Whether we like it or not, our life is full of all kinds of accidents, both pleasant and not very. Therefore, each of us would do well to know how to find the probability of an event. This will help you make the right decisions under any circumstances that are associated with uncertainty. For example, such knowledge will be very useful when choosing investment options, evaluating the possibility of winning a stock or lottery, determining the reality of achieving personal goals, etc., etc.

Probability Formula

In principle, the study of this topic does not take too much time. In order to get an answer to the question: "How to find the probability of a phenomenon?", you need to deal with key concepts and remember the basic principles on which the calculation is based. So, according to statistics, the events under study are denoted by A1, A2,..., An. Each of them has both favorable outcomes (m) and the total number of elementary outcomes. For example, we are interested in how to find the probability that an even number of points will be on the top face of the cube. Then A is roll m - rolling 2, 4, or 6 (three favorable choices), and n is all six possible choices.

The calculation formula itself is as follows:

With one outcome, everything is extremely easy. But how to find the probability if the events go one after the other? Consider this example: one card is shown from a deck of cards (36 pieces), then it is hidden back into the deck, and after shuffling, the next one is pulled out. How to find the probability that at least in one case the Queen of Spades was drawn? Exists next rule: if considered complex event, which can be divided into several incompatible simple events, then you can first calculate the result for each of them, and then add them together. In our case, it will look like this: 1/36 + 1/36 = 1/18. But what about when several occur at the same time? Then we multiply the results! For example, the probability that when two coins are tossed at the same time, two tails will fall out will be equal to: ½ * ½ = 0.25.

Now let's take even more complex example. Suppose we enter a book lottery in which ten out of thirty tickets are winning. It is required to determine:

1. The probability that both will win.
2. At least one of them will bring a prize.
3. Both will be losers.

So let's consider the first case. It can be broken down into two events: the first ticket will be lucky, and the second one will also be lucky. Let's take into account that the events are dependent, since after each pulling out the total number of options decreases. We get:

10 / 30 * 9 / 29 = 0,1034.

In the second case, you need to determine the probability of a losing ticket and take into account that it can be both the first in a row and the second one: 10 / 30 * 20 / 29 + 20 / 29 * 10 / 30 = 0.4598.

Finally, the third case, when even one book cannot be obtained from the lottery: 20 / 30 * 19 / 29 = 0.4368.

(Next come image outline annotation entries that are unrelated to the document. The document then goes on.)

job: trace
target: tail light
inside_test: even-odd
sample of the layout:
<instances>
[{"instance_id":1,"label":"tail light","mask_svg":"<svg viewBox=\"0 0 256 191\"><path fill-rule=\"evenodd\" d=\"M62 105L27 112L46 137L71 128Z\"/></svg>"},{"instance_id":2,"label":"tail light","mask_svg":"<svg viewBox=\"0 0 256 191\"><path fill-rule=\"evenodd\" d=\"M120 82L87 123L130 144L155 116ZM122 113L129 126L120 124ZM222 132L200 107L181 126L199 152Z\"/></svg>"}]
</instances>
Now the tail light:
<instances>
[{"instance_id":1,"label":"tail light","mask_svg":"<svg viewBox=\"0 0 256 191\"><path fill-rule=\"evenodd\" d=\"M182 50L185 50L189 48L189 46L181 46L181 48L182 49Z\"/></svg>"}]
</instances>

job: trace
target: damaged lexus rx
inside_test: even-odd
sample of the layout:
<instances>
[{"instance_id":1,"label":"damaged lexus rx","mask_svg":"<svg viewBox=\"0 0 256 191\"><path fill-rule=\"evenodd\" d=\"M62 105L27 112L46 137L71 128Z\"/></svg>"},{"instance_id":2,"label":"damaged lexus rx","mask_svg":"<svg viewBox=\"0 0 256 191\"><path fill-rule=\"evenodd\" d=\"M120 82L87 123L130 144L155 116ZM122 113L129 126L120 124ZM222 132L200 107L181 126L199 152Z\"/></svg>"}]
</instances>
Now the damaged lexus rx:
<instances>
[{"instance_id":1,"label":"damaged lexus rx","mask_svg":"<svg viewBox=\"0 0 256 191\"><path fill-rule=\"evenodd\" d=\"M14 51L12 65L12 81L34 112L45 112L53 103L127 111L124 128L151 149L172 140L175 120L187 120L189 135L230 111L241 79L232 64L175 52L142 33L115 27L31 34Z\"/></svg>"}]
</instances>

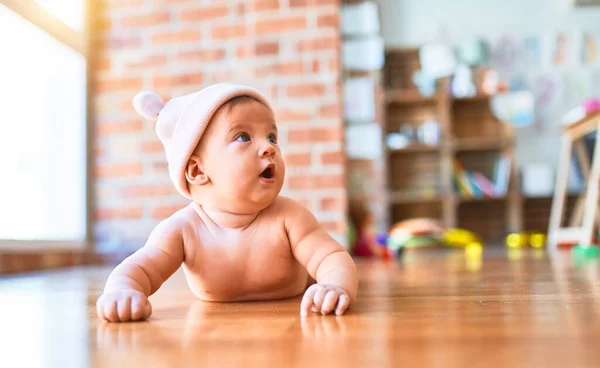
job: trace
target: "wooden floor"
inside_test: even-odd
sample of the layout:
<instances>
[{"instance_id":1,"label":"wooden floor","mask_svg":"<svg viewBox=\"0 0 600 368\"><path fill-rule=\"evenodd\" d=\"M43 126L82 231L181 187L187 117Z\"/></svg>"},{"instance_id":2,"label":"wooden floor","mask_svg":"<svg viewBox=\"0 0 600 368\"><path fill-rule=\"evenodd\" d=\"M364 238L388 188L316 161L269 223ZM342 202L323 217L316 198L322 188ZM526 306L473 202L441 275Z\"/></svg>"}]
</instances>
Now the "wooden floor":
<instances>
[{"instance_id":1,"label":"wooden floor","mask_svg":"<svg viewBox=\"0 0 600 368\"><path fill-rule=\"evenodd\" d=\"M101 323L109 269L3 277L0 367L600 366L598 262L504 249L357 262L349 314L305 319L300 298L194 300L178 272L150 321Z\"/></svg>"}]
</instances>

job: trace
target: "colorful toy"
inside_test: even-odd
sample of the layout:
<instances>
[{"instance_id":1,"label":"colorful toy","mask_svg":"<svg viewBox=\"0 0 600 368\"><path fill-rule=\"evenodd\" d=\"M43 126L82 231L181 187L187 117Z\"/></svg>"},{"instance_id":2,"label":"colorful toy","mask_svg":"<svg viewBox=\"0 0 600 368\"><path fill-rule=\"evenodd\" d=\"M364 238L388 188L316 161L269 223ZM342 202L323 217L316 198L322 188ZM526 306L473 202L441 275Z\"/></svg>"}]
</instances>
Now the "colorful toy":
<instances>
[{"instance_id":1,"label":"colorful toy","mask_svg":"<svg viewBox=\"0 0 600 368\"><path fill-rule=\"evenodd\" d=\"M433 219L416 218L396 223L390 229L387 246L396 254L404 248L443 246L442 225Z\"/></svg>"},{"instance_id":2,"label":"colorful toy","mask_svg":"<svg viewBox=\"0 0 600 368\"><path fill-rule=\"evenodd\" d=\"M470 258L481 257L483 246L479 242L471 242L465 247L465 254Z\"/></svg>"},{"instance_id":3,"label":"colorful toy","mask_svg":"<svg viewBox=\"0 0 600 368\"><path fill-rule=\"evenodd\" d=\"M472 231L456 228L446 230L443 240L448 246L460 248L464 248L471 243L482 244L482 240Z\"/></svg>"},{"instance_id":4,"label":"colorful toy","mask_svg":"<svg viewBox=\"0 0 600 368\"><path fill-rule=\"evenodd\" d=\"M539 231L512 233L506 237L508 248L543 248L546 245L546 235Z\"/></svg>"}]
</instances>

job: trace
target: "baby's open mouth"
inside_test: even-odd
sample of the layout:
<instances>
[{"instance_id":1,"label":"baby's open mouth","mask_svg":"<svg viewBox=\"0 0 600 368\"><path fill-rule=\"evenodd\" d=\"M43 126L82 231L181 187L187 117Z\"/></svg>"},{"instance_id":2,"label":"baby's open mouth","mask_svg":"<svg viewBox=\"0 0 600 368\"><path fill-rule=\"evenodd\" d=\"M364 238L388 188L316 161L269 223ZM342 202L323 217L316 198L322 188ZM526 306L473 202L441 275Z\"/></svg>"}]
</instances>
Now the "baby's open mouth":
<instances>
[{"instance_id":1,"label":"baby's open mouth","mask_svg":"<svg viewBox=\"0 0 600 368\"><path fill-rule=\"evenodd\" d=\"M267 168L264 169L260 173L260 177L264 178L264 179L273 179L274 175L275 175L275 166L273 164L270 164L269 166L267 166Z\"/></svg>"}]
</instances>

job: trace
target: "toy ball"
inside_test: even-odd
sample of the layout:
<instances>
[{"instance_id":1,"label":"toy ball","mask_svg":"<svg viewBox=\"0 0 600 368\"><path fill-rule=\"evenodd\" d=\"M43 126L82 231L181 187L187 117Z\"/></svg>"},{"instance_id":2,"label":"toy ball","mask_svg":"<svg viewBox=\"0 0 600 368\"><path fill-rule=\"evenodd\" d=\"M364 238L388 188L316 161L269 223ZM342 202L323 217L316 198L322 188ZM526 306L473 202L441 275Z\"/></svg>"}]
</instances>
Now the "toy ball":
<instances>
[{"instance_id":1,"label":"toy ball","mask_svg":"<svg viewBox=\"0 0 600 368\"><path fill-rule=\"evenodd\" d=\"M479 242L471 242L465 247L467 257L480 257L483 253L483 246Z\"/></svg>"},{"instance_id":2,"label":"toy ball","mask_svg":"<svg viewBox=\"0 0 600 368\"><path fill-rule=\"evenodd\" d=\"M542 233L534 233L529 237L529 245L533 248L543 248L546 244L546 235Z\"/></svg>"},{"instance_id":3,"label":"toy ball","mask_svg":"<svg viewBox=\"0 0 600 368\"><path fill-rule=\"evenodd\" d=\"M506 237L506 246L512 249L523 248L527 245L527 236L521 233L512 233Z\"/></svg>"}]
</instances>

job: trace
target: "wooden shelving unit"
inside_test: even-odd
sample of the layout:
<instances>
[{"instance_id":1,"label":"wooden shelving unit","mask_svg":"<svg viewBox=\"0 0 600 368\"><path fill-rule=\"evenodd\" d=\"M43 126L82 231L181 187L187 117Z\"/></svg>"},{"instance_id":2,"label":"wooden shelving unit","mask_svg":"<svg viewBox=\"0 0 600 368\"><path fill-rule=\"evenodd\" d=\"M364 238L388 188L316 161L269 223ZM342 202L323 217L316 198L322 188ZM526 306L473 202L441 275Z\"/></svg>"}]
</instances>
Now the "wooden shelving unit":
<instances>
[{"instance_id":1,"label":"wooden shelving unit","mask_svg":"<svg viewBox=\"0 0 600 368\"><path fill-rule=\"evenodd\" d=\"M492 115L488 96L452 98L448 79L438 80L434 96L421 96L412 82L418 69L417 49L386 50L384 134L398 133L408 126L418 130L426 120L437 121L440 130L435 145L418 141L399 149L384 145L388 225L407 218L431 217L448 227L474 231L491 242L524 229L512 128ZM492 181L501 156L510 162L505 192L480 198L460 195L454 177L457 160L465 170ZM532 208L533 202L526 209Z\"/></svg>"}]
</instances>

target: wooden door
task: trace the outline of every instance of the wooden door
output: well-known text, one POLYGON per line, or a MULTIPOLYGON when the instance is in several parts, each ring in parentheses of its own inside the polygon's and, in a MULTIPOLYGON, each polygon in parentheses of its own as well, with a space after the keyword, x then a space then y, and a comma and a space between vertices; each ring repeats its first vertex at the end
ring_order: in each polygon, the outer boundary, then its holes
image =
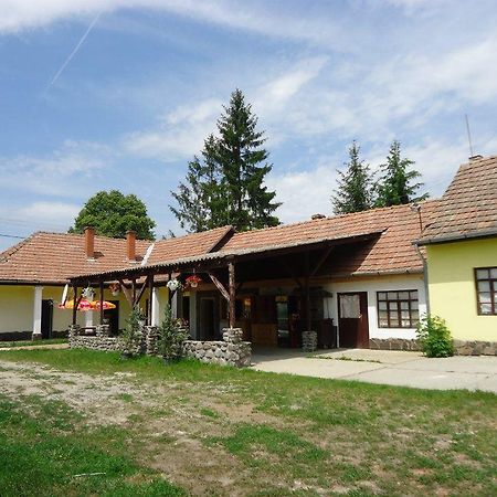
POLYGON ((200 299, 200 331, 203 340, 214 340, 215 332, 215 316, 214 316, 214 299, 200 299))
POLYGON ((42 338, 52 338, 53 300, 42 300, 42 338))
POLYGON ((368 294, 338 294, 338 336, 340 347, 369 349, 368 294))

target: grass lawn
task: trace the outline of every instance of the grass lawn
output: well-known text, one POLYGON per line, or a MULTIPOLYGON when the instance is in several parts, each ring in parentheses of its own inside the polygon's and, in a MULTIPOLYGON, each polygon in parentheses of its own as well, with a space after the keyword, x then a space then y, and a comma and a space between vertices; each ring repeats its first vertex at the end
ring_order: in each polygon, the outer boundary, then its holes
POLYGON ((47 338, 43 340, 18 340, 18 341, 0 341, 0 349, 10 349, 12 347, 32 347, 51 343, 67 343, 67 338, 47 338))
POLYGON ((497 495, 491 393, 83 350, 0 361, 2 496, 497 495))

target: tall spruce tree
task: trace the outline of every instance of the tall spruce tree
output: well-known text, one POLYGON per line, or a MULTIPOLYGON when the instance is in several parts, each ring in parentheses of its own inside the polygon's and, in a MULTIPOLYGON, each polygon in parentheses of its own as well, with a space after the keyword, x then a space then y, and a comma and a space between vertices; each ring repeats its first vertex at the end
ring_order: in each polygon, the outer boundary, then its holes
POLYGON ((240 89, 223 108, 219 136, 209 136, 202 158, 189 163, 186 182, 171 192, 178 207, 169 208, 190 232, 225 224, 237 231, 277 225, 273 213, 281 204, 264 186, 272 165, 266 162, 264 133, 256 130, 257 117, 240 89))
POLYGON ((372 176, 369 165, 359 157, 360 147, 352 141, 346 171, 338 172, 338 188, 331 197, 335 214, 367 211, 372 208, 372 176))
POLYGON ((390 146, 387 163, 380 166, 382 177, 378 182, 376 207, 400 205, 429 198, 429 193, 417 194, 424 183, 413 183, 421 173, 410 170, 413 160, 401 158, 401 144, 394 140, 390 146))

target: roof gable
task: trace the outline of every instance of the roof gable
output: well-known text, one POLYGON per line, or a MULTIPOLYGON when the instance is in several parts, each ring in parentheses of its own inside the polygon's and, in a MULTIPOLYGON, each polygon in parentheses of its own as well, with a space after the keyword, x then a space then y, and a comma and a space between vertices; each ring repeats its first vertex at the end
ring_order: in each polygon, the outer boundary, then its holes
POLYGON ((420 244, 497 235, 497 157, 459 167, 420 244))

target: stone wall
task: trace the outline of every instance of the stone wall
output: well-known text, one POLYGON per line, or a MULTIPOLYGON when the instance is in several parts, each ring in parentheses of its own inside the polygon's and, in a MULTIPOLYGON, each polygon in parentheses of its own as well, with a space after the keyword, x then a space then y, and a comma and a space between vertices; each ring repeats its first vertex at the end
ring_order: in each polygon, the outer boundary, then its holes
POLYGON ((376 350, 421 350, 416 339, 408 338, 370 338, 369 348, 376 350))
POLYGON ((80 335, 81 327, 71 325, 68 330, 68 346, 71 349, 92 349, 103 352, 113 352, 119 350, 119 343, 116 337, 108 336, 108 325, 96 327, 94 336, 80 335))
MULTIPOLYGON (((250 341, 242 341, 243 331, 240 328, 224 329, 221 341, 187 340, 183 345, 183 356, 202 362, 234 366, 242 368, 251 366, 252 346, 250 341)), ((157 356, 158 330, 155 326, 145 326, 141 343, 137 345, 137 353, 157 356)), ((70 327, 70 348, 101 350, 105 352, 120 350, 116 337, 108 336, 108 326, 96 327, 95 336, 81 335, 78 325, 70 327)))
POLYGON ((497 341, 454 340, 455 356, 497 356, 497 341))
MULTIPOLYGON (((497 356, 497 341, 453 340, 454 356, 497 356)), ((370 338, 369 348, 377 350, 421 350, 417 340, 404 338, 370 338)))
POLYGON ((183 353, 202 362, 243 368, 251 366, 252 346, 250 341, 242 341, 242 329, 225 328, 222 341, 187 340, 183 353))

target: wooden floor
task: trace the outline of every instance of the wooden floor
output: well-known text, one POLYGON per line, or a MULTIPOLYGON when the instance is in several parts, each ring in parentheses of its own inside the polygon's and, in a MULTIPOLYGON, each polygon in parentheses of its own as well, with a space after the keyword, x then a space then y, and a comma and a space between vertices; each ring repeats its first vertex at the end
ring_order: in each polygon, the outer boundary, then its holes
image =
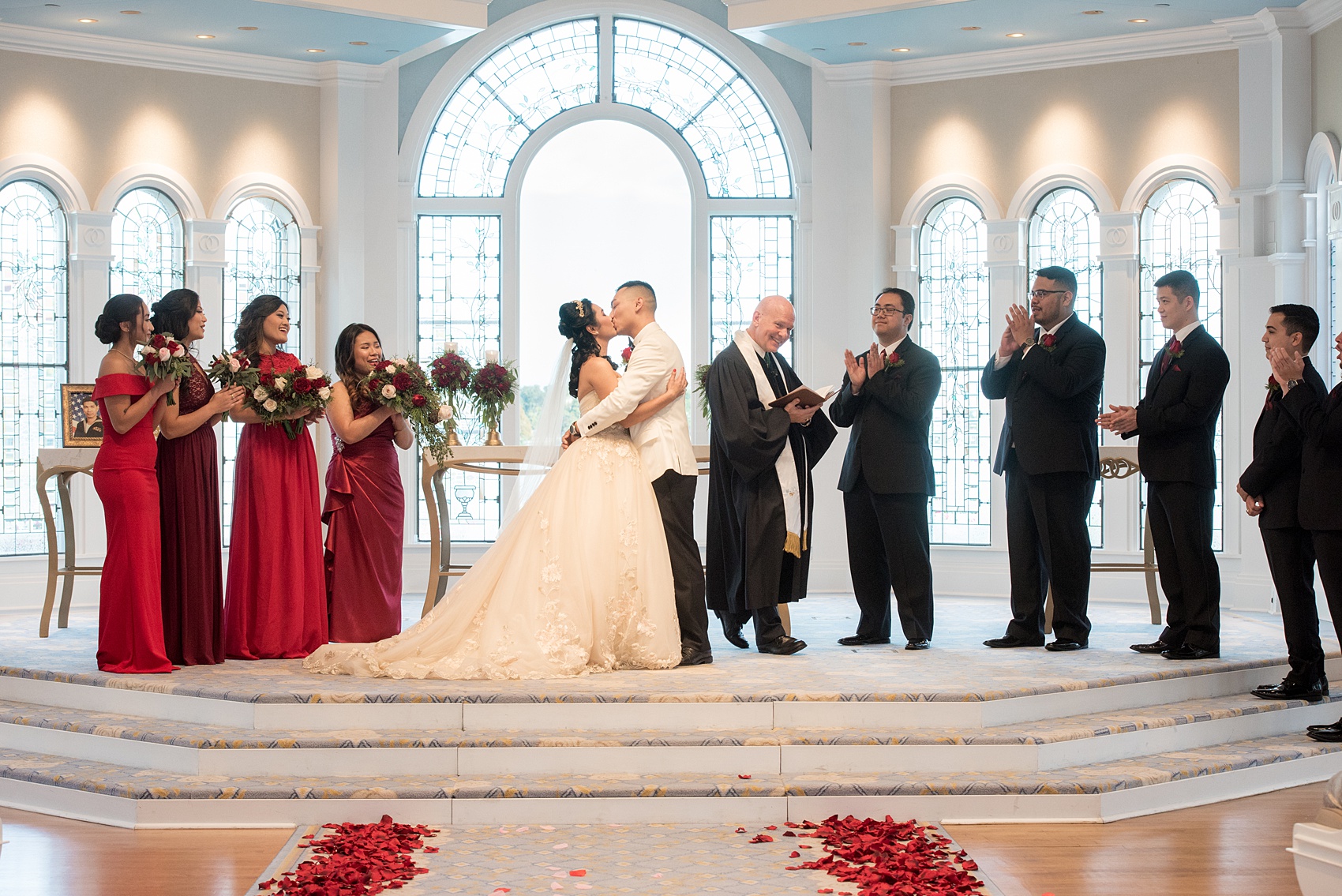
MULTIPOLYGON (((1298 896, 1323 785, 1108 825, 958 825, 1004 896, 1298 896)), ((242 896, 289 830, 122 830, 0 807, 4 896, 242 896)))

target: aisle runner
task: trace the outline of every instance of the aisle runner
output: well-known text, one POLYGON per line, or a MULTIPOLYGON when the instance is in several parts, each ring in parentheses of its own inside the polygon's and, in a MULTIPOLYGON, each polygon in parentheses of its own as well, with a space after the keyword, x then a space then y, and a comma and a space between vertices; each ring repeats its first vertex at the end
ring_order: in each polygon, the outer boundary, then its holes
MULTIPOLYGON (((866 822, 860 830, 874 832, 882 822, 866 822)), ((910 829, 911 832, 911 829, 910 829)), ((278 885, 260 889, 259 884, 279 879, 303 861, 314 858, 303 845, 309 837, 336 833, 321 828, 295 832, 290 845, 248 891, 248 896, 274 896, 278 885)), ((395 887, 405 896, 604 896, 636 893, 639 896, 774 896, 778 893, 811 895, 849 893, 858 896, 862 885, 847 883, 824 871, 801 868, 815 857, 825 861, 829 853, 823 832, 780 824, 753 825, 503 825, 495 828, 443 828, 424 837, 424 846, 436 853, 416 850, 409 858, 425 868, 409 883, 395 887), (811 846, 803 852, 800 846, 811 846)), ((905 834, 907 837, 907 833, 905 834)), ((921 849, 937 858, 942 871, 929 876, 927 888, 910 891, 918 896, 994 896, 997 891, 976 869, 960 848, 935 825, 922 829, 921 837, 933 846, 945 838, 942 849, 921 849), (946 868, 965 871, 965 887, 946 888, 946 868), (938 888, 941 887, 941 888, 938 888)), ((931 861, 926 868, 933 868, 931 861)), ((396 881, 400 884, 400 881, 396 881)), ((297 891, 301 892, 301 891, 297 891)), ((358 892, 358 891, 356 891, 358 892)), ((392 892, 386 889, 382 892, 392 892)), ((874 893, 902 892, 876 889, 874 893)))

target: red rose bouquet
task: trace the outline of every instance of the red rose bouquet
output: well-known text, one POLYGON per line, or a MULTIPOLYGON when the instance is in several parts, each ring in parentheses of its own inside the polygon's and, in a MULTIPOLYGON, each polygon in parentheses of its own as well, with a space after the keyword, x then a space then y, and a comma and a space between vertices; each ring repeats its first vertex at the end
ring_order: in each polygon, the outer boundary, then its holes
POLYGON ((378 361, 373 365, 372 373, 364 377, 364 385, 374 404, 395 408, 405 417, 435 461, 443 463, 452 455, 447 435, 439 427, 440 423, 451 420, 451 408, 443 405, 436 380, 431 384, 424 368, 415 358, 378 361))
MULTIPOLYGON (((140 346, 140 363, 145 368, 145 376, 154 382, 173 377, 181 381, 191 376, 191 358, 187 357, 187 346, 162 333, 156 333, 149 342, 140 346)), ((168 404, 177 404, 170 392, 168 393, 168 404)))

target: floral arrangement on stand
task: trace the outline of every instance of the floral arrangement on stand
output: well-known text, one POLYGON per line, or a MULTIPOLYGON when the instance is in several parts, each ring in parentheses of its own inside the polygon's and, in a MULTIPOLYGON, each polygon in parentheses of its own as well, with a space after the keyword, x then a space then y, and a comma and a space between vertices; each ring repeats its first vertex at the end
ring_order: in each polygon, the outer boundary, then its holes
MULTIPOLYGON (((149 342, 140 346, 140 363, 145 368, 145 376, 158 382, 160 380, 185 380, 191 376, 191 359, 187 357, 187 346, 156 333, 149 342)), ((177 404, 172 393, 168 393, 168 404, 177 404)))
POLYGON ((499 421, 503 409, 517 398, 517 365, 499 363, 498 351, 486 351, 484 363, 471 377, 471 404, 488 429, 486 445, 502 445, 499 421))
POLYGON ((439 425, 452 420, 435 384, 415 358, 391 358, 373 365, 364 378, 368 396, 380 405, 395 408, 411 424, 415 437, 439 464, 452 456, 447 433, 439 425), (444 416, 446 414, 446 416, 444 416))
MULTIPOLYGON (((460 412, 458 398, 471 388, 471 362, 456 353, 456 343, 448 342, 447 349, 429 362, 429 376, 433 386, 447 396, 446 416, 443 423, 447 427, 447 444, 462 444, 456 439, 456 414, 460 412)), ((440 414, 442 416, 442 414, 440 414)))

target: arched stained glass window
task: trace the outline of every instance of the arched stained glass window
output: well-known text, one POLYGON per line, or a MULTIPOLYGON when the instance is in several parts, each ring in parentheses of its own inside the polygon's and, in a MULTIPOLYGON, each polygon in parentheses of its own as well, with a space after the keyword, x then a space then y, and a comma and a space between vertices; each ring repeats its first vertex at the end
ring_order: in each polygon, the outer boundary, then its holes
MULTIPOLYGON (((278 295, 289 304, 289 342, 283 351, 303 361, 302 302, 299 254, 302 236, 298 221, 283 203, 268 196, 244 199, 228 212, 224 225, 224 323, 223 345, 234 347, 238 315, 258 295, 278 295)), ((220 483, 220 506, 224 515, 224 543, 228 543, 234 518, 234 459, 242 427, 223 425, 224 476, 220 483)))
POLYGON ((111 212, 109 291, 134 292, 150 304, 185 282, 181 212, 161 190, 140 186, 111 212))
POLYGON ((978 381, 992 353, 988 307, 988 225, 968 199, 938 203, 918 235, 918 343, 941 358, 933 409, 931 541, 992 541, 992 427, 978 381))
POLYGON ((62 444, 66 256, 66 217, 51 190, 35 181, 0 186, 0 555, 47 547, 32 483, 38 449, 62 444))
POLYGON ((647 109, 694 150, 709 196, 792 196, 773 117, 722 56, 679 31, 615 20, 615 101, 647 109))
MULTIPOLYGON (((1029 216, 1029 275, 1062 266, 1076 275, 1074 311, 1096 333, 1104 333, 1104 279, 1099 260, 1099 209, 1075 186, 1044 194, 1029 216)), ((1103 397, 1100 408, 1103 409, 1103 397)), ((1096 488, 1090 512, 1091 546, 1104 546, 1104 490, 1096 488)))
MULTIPOLYGON (((1170 271, 1189 271, 1201 290, 1198 318, 1206 331, 1221 342, 1221 227, 1216 196, 1194 180, 1178 178, 1159 186, 1142 209, 1142 299, 1138 394, 1146 389, 1146 372, 1155 353, 1173 334, 1155 317, 1155 280, 1170 271)), ((1212 546, 1223 547, 1225 507, 1225 468, 1221 452, 1224 409, 1216 421, 1217 487, 1216 511, 1212 518, 1212 546)), ((1143 498, 1145 500, 1145 498, 1143 498)), ((1145 506, 1139 519, 1146 519, 1145 506)))
POLYGON ((531 131, 596 98, 596 19, 518 38, 482 62, 447 101, 424 150, 419 194, 502 196, 531 131))

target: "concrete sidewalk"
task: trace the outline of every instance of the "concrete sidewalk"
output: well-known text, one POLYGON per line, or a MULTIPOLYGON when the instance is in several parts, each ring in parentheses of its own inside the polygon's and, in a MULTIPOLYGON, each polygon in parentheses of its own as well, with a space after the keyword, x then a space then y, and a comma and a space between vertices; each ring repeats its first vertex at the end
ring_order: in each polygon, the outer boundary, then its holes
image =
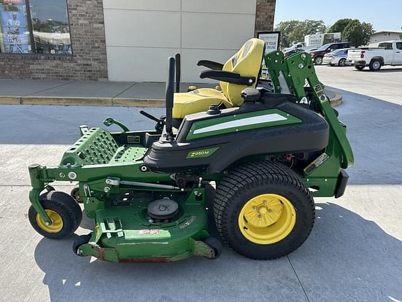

So, let's talk about a topic that interests a lot of people. In this article, I will answer the question of how to calculate the probability of an event. I will give formulas for such a calculation and a few examples to make it clearer how this is done.

What is probability

Let's start with the fact that the probability that this or that event will occur is a certain amount of confidence in the final occurrence of some result. For this calculation, a total probability formula has been developed that allows you to determine whether an event of interest to you will occur or not, through the so-called conditional probabilities. This formula looks like this: P \u003d n / m, the letters can change, but this does not affect the very essence.

Probability Examples

On the simplest example, we will analyze this formula and apply it. Let's say you have some event (P), let it be a throw dice, that is, an equilateral cube. And we need to calculate what is the probability of getting 2 points on it. To do this, you need the number of positive events (n), in our case - the loss of 2 points, on total number events (m). The loss of 2 points can be only in one case, if there are 2 points on the die, since otherwise, the amount will be larger, it follows that n = 1. Next, we calculate the number of any other numbers falling on the dice, per 1 dice - these are 1, 2, 3, 4, 5 and 6, therefore, there are 6 favorable cases, that is, m \u003d 6. Now, according to the formula, we do a simple calculation P \u003d 1/6 and we get that the loss of 2 points on the dice is 1/6, that is, the probability of an event is very small.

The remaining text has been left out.